A tragically common scenario for the first form of sexual exploitation entails young girls from rural areas moving to larger cities searching for work. Sexual exploiters mainly lure children from rural areas by offering employment opportunities, food, and shelter. They are often overcharged, resulting in sexual commercial exploitation through coerced debts (Department of Labour, 2019) (Department of State, 2020).

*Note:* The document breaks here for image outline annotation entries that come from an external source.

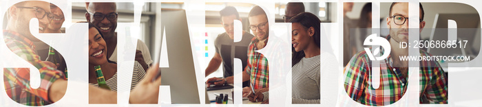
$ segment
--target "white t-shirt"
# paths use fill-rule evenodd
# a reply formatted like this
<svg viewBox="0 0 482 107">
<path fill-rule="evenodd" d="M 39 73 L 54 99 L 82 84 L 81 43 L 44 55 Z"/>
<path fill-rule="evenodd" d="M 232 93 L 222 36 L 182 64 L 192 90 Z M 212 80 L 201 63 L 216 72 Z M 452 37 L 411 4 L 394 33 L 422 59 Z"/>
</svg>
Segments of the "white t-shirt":
<svg viewBox="0 0 482 107">
<path fill-rule="evenodd" d="M 149 51 L 149 48 L 147 48 L 147 45 L 146 45 L 144 42 L 137 39 L 137 47 L 136 47 L 136 49 L 143 52 L 144 61 L 147 65 L 151 64 L 154 62 L 151 58 L 151 53 Z M 110 56 L 110 58 L 109 58 L 109 60 L 117 62 L 117 47 L 114 49 L 114 53 L 112 53 L 112 56 Z"/>
</svg>

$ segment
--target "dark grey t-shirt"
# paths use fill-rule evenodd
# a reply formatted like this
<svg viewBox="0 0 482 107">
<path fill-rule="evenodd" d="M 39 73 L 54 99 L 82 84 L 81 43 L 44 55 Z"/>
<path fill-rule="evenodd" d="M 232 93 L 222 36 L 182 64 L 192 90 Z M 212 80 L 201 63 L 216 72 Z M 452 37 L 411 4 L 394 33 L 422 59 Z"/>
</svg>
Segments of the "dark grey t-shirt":
<svg viewBox="0 0 482 107">
<path fill-rule="evenodd" d="M 222 58 L 222 67 L 224 71 L 224 77 L 229 77 L 233 75 L 234 58 L 238 58 L 242 62 L 242 70 L 244 71 L 244 67 L 247 65 L 248 60 L 248 47 L 254 36 L 245 32 L 242 35 L 241 41 L 233 43 L 233 40 L 229 38 L 227 33 L 224 32 L 218 35 L 214 40 L 214 47 L 216 49 L 216 53 L 221 55 Z"/>
</svg>

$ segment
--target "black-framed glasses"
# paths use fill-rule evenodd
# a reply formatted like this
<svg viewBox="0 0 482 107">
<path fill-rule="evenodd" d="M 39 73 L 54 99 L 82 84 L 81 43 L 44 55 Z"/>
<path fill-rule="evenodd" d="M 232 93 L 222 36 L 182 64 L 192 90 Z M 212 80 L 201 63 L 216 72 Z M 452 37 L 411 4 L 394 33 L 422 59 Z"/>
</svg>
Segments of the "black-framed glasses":
<svg viewBox="0 0 482 107">
<path fill-rule="evenodd" d="M 107 14 L 104 14 L 102 13 L 99 12 L 96 12 L 96 13 L 90 13 L 87 12 L 87 13 L 90 14 L 91 15 L 94 16 L 94 19 L 98 20 L 98 21 L 102 21 L 104 20 L 104 18 L 107 18 L 107 20 L 109 21 L 114 21 L 117 19 L 117 12 L 111 12 Z"/>
<path fill-rule="evenodd" d="M 407 21 L 407 20 L 408 20 L 408 17 L 405 17 L 405 16 L 401 16 L 401 15 L 394 15 L 394 16 L 390 16 L 390 18 L 393 18 L 393 22 L 395 23 L 395 24 L 398 25 L 404 25 L 405 23 L 405 22 Z M 419 19 L 419 23 L 420 23 L 423 20 Z"/>
<path fill-rule="evenodd" d="M 264 29 L 264 27 L 266 27 L 266 24 L 268 23 L 268 21 L 266 21 L 265 23 L 260 23 L 258 25 L 250 25 L 249 29 L 251 29 L 253 31 L 255 31 L 257 28 L 259 28 L 260 29 Z"/>
<path fill-rule="evenodd" d="M 283 19 L 284 19 L 284 21 L 289 21 L 289 19 L 291 19 L 291 16 L 286 16 L 286 15 L 283 15 Z"/>
<path fill-rule="evenodd" d="M 47 18 L 49 20 L 49 22 L 52 21 L 52 19 L 54 19 L 54 14 L 50 13 L 50 12 L 47 12 L 45 10 L 43 10 L 43 8 L 36 8 L 36 7 L 17 7 L 19 8 L 28 8 L 28 9 L 34 9 L 35 10 L 35 16 L 39 19 L 43 19 L 45 16 L 47 16 Z"/>
</svg>

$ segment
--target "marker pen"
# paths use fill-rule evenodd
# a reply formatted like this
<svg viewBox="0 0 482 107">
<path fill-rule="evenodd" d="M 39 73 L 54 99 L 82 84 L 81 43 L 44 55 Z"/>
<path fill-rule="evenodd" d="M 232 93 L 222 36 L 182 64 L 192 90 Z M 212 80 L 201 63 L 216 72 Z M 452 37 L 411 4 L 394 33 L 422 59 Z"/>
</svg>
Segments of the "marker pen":
<svg viewBox="0 0 482 107">
<path fill-rule="evenodd" d="M 224 94 L 224 99 L 222 100 L 222 103 L 225 104 L 228 104 L 228 94 Z"/>
</svg>

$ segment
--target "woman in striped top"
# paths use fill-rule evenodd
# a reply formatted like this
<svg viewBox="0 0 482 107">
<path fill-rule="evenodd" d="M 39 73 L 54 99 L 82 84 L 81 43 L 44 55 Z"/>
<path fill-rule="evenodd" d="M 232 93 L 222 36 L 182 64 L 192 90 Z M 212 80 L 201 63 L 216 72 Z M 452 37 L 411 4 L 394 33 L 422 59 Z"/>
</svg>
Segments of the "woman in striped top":
<svg viewBox="0 0 482 107">
<path fill-rule="evenodd" d="M 302 12 L 291 18 L 289 23 L 293 24 L 291 103 L 320 104 L 321 21 L 313 14 Z M 269 93 L 257 95 L 262 104 L 269 103 Z"/>
<path fill-rule="evenodd" d="M 117 64 L 107 58 L 107 45 L 98 28 L 89 23 L 89 83 L 97 86 L 94 67 L 101 65 L 106 84 L 111 91 L 117 91 Z M 145 76 L 140 64 L 135 62 L 132 72 L 131 90 Z"/>
<path fill-rule="evenodd" d="M 293 104 L 319 104 L 320 27 L 315 14 L 302 12 L 291 18 Z"/>
</svg>

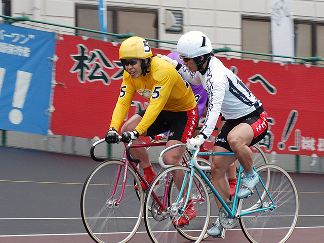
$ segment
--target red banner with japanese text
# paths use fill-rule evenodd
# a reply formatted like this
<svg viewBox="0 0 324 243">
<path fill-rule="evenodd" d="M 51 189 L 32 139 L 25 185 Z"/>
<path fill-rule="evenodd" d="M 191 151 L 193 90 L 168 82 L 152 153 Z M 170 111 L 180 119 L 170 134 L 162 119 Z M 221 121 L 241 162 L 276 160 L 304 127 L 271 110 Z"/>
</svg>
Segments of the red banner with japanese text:
<svg viewBox="0 0 324 243">
<path fill-rule="evenodd" d="M 54 89 L 50 129 L 56 135 L 102 138 L 120 94 L 124 72 L 119 59 L 120 44 L 60 36 L 56 46 L 57 84 Z M 170 53 L 154 49 L 152 51 Z M 128 116 L 145 109 L 148 102 L 136 94 Z"/>
<path fill-rule="evenodd" d="M 123 66 L 119 45 L 63 35 L 57 41 L 53 110 L 54 134 L 103 138 L 119 94 Z M 153 53 L 170 52 L 153 50 Z M 267 113 L 269 130 L 259 145 L 267 152 L 324 156 L 321 79 L 324 68 L 219 58 L 257 98 Z M 130 117 L 148 101 L 136 95 Z M 206 143 L 213 146 L 214 138 Z"/>
</svg>

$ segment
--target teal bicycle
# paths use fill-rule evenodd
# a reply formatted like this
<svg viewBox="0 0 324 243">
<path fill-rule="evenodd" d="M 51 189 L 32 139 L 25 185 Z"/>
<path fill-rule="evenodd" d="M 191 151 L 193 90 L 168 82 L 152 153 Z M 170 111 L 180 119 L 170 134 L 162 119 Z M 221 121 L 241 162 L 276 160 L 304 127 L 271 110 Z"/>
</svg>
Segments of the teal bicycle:
<svg viewBox="0 0 324 243">
<path fill-rule="evenodd" d="M 254 167 L 260 181 L 254 188 L 254 194 L 239 199 L 237 194 L 244 175 L 240 166 L 235 194 L 230 202 L 226 204 L 204 173 L 204 171 L 210 170 L 210 167 L 199 165 L 197 156 L 234 153 L 199 153 L 197 150 L 193 152 L 188 168 L 165 165 L 163 163 L 164 153 L 179 146 L 185 144 L 177 144 L 161 152 L 159 163 L 166 169 L 155 177 L 145 197 L 144 222 L 153 242 L 186 242 L 184 241 L 183 233 L 194 235 L 196 242 L 205 238 L 206 230 L 212 226 L 211 208 L 212 212 L 217 208 L 215 200 L 210 198 L 212 194 L 222 204 L 218 219 L 224 229 L 240 226 L 245 235 L 251 242 L 284 242 L 288 240 L 297 221 L 299 200 L 296 186 L 287 172 L 273 165 L 264 165 L 256 169 Z M 180 185 L 170 184 L 172 175 L 175 173 L 181 174 L 184 177 Z M 211 190 L 213 193 L 210 194 Z M 158 197 L 159 201 L 165 202 L 164 205 L 159 204 L 152 193 Z M 175 225 L 174 222 L 177 219 L 184 216 L 188 201 L 192 201 L 195 207 L 196 216 L 187 225 Z M 222 238 L 225 237 L 225 232 L 224 229 L 220 235 Z"/>
</svg>

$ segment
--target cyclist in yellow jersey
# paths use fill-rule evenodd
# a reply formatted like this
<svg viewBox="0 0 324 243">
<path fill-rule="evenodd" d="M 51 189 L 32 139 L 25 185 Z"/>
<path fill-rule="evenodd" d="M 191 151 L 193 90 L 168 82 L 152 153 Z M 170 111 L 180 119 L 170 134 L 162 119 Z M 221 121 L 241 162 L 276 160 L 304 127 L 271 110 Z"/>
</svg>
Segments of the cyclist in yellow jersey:
<svg viewBox="0 0 324 243">
<path fill-rule="evenodd" d="M 108 143 L 117 142 L 120 131 L 122 140 L 133 144 L 143 143 L 140 135 L 150 136 L 170 131 L 166 147 L 186 143 L 192 137 L 198 124 L 198 110 L 194 95 L 189 84 L 182 79 L 168 62 L 152 55 L 144 39 L 133 36 L 124 40 L 119 48 L 119 59 L 124 70 L 120 94 L 113 111 L 111 122 L 105 138 Z M 149 101 L 145 110 L 130 118 L 120 128 L 135 93 Z M 119 129 L 120 130 L 119 130 Z M 165 153 L 166 164 L 181 165 L 186 148 L 179 147 Z M 141 160 L 144 177 L 149 183 L 156 175 L 149 160 L 146 148 L 131 150 L 132 155 Z M 173 175 L 176 184 L 181 185 L 181 175 Z M 143 183 L 143 189 L 147 189 Z M 196 216 L 191 201 L 185 215 L 174 223 L 178 226 L 189 224 Z"/>
</svg>

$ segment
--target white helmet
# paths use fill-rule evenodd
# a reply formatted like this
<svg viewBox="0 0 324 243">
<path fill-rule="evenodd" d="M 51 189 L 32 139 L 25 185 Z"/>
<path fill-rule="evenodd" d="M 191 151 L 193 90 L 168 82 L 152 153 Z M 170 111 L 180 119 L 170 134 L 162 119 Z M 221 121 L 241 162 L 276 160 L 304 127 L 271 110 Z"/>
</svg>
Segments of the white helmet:
<svg viewBox="0 0 324 243">
<path fill-rule="evenodd" d="M 177 49 L 181 55 L 189 58 L 211 53 L 213 51 L 209 38 L 202 32 L 196 30 L 181 35 L 178 41 Z"/>
</svg>

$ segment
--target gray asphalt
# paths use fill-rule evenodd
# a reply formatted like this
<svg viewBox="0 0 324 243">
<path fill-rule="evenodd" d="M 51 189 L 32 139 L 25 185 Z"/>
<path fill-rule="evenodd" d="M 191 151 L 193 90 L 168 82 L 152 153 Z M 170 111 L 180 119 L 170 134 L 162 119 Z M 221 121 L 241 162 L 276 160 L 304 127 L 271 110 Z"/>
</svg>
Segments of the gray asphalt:
<svg viewBox="0 0 324 243">
<path fill-rule="evenodd" d="M 87 156 L 0 147 L 0 242 L 93 242 L 82 223 L 79 201 L 83 183 L 98 163 Z M 288 242 L 322 242 L 324 175 L 291 175 L 300 216 Z M 131 242 L 149 240 L 141 224 Z"/>
</svg>

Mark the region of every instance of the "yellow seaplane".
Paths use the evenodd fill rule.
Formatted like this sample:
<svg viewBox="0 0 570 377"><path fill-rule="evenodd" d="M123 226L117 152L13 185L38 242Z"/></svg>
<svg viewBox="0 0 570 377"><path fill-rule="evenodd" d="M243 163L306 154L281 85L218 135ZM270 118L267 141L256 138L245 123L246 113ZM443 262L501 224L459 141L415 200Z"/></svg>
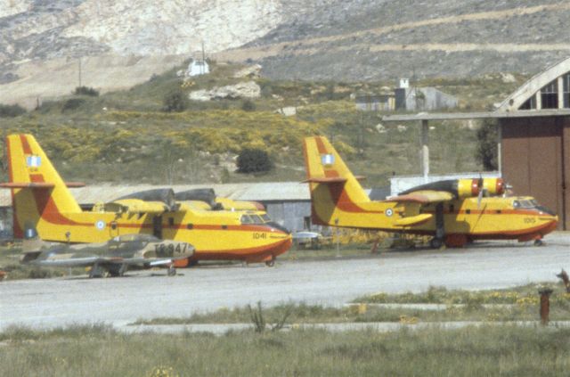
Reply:
<svg viewBox="0 0 570 377"><path fill-rule="evenodd" d="M83 210L31 135L6 138L16 238L38 236L69 243L104 242L124 234L152 234L191 244L184 263L204 259L238 259L273 266L287 251L291 234L272 222L253 202L212 198L200 193L151 190L99 203ZM204 193L201 193L202 194Z"/></svg>
<svg viewBox="0 0 570 377"><path fill-rule="evenodd" d="M304 152L317 225L432 235L433 248L497 239L541 244L557 227L558 217L533 198L501 196L501 178L434 182L370 201L325 137L305 138Z"/></svg>

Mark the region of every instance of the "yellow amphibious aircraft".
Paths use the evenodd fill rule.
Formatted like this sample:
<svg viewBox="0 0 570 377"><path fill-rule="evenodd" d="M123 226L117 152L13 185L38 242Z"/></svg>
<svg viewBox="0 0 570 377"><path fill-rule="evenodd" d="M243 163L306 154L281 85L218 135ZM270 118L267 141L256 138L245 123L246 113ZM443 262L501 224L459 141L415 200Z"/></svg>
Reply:
<svg viewBox="0 0 570 377"><path fill-rule="evenodd" d="M370 201L330 143L305 139L313 222L341 227L433 235L431 246L460 247L478 239L538 244L558 217L531 197L501 197L501 178L439 181Z"/></svg>
<svg viewBox="0 0 570 377"><path fill-rule="evenodd" d="M68 189L75 184L61 180L34 136L11 135L6 147L10 183L0 186L12 189L15 237L37 235L78 243L146 234L191 244L195 252L191 262L240 259L269 266L291 245L289 233L269 221L265 212L252 210L255 204L234 202L241 210L228 210L224 208L232 206L231 201L219 200L212 209L189 200L195 195L175 195L171 189L139 193L82 210Z"/></svg>

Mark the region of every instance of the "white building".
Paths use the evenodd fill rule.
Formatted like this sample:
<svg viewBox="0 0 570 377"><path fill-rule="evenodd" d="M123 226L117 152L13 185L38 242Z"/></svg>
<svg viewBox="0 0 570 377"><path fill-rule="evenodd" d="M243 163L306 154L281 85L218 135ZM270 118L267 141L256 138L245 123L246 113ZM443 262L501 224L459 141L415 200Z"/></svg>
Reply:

It must be noted that, sadly, law enforcement is not necessarily a safe space for children involved in child labour. Indeed, there have been cases of children falling victims to abuse, including sexual extortion, by the police (Department of Labour, 2019).

Female Genital Mutilation 

Female Genital Mutilation practices form part of the traditional customs in Malawian culture. They are still deeply entrenched in society, leading to discrimination and marginalization of young girls (HRC, 2020). These practices adversely impact girls’ education, health, liberty, dignity (Chatora, 2015). There are no data available on the impact of female genital mutilation in Malawi. It is, however, confirmed that these practices continue. Available information shows that these practices are mainly present in the country’s southern region (Chatora, 2015).

Female Genital Mutilation in Malawi entails partial or total removal of the female external genitalia for non-medical purposes. The lack of data is due to the secrecy surrounding these cultural practices. Said practices often include young girls, at the age of puberty, being taken to the forest in houses explicitly built for the occasion for an “initiation to womanhood”. Built-in camps are destroyed after completing the rite of passage, making it difficult to gather data on these practices (Chatora, 2015) (Orchid Project, 2018). 

Children with AIDS (HIV)

It is estimated that around 65 000 children aged 0-14 are living with HIV/AIDS. Risks of infection with diseases such as hepatitis A, typhoid fever and malaria are very high, while access to physicians is limited. However, there has been a steady decrease in HIV cases in the past decade. This decrease results from intensive policies led by the government and civil societies in recent years.

The 2018 HIV/AID Act provides for the prevention and management of HIV and AIDS while ensuring the rights and obligation of individuals affected by HIV/AIDS. It further created a National Commission in charge of implementing the Act, for instance, by ensuring the right to privacy of affected people.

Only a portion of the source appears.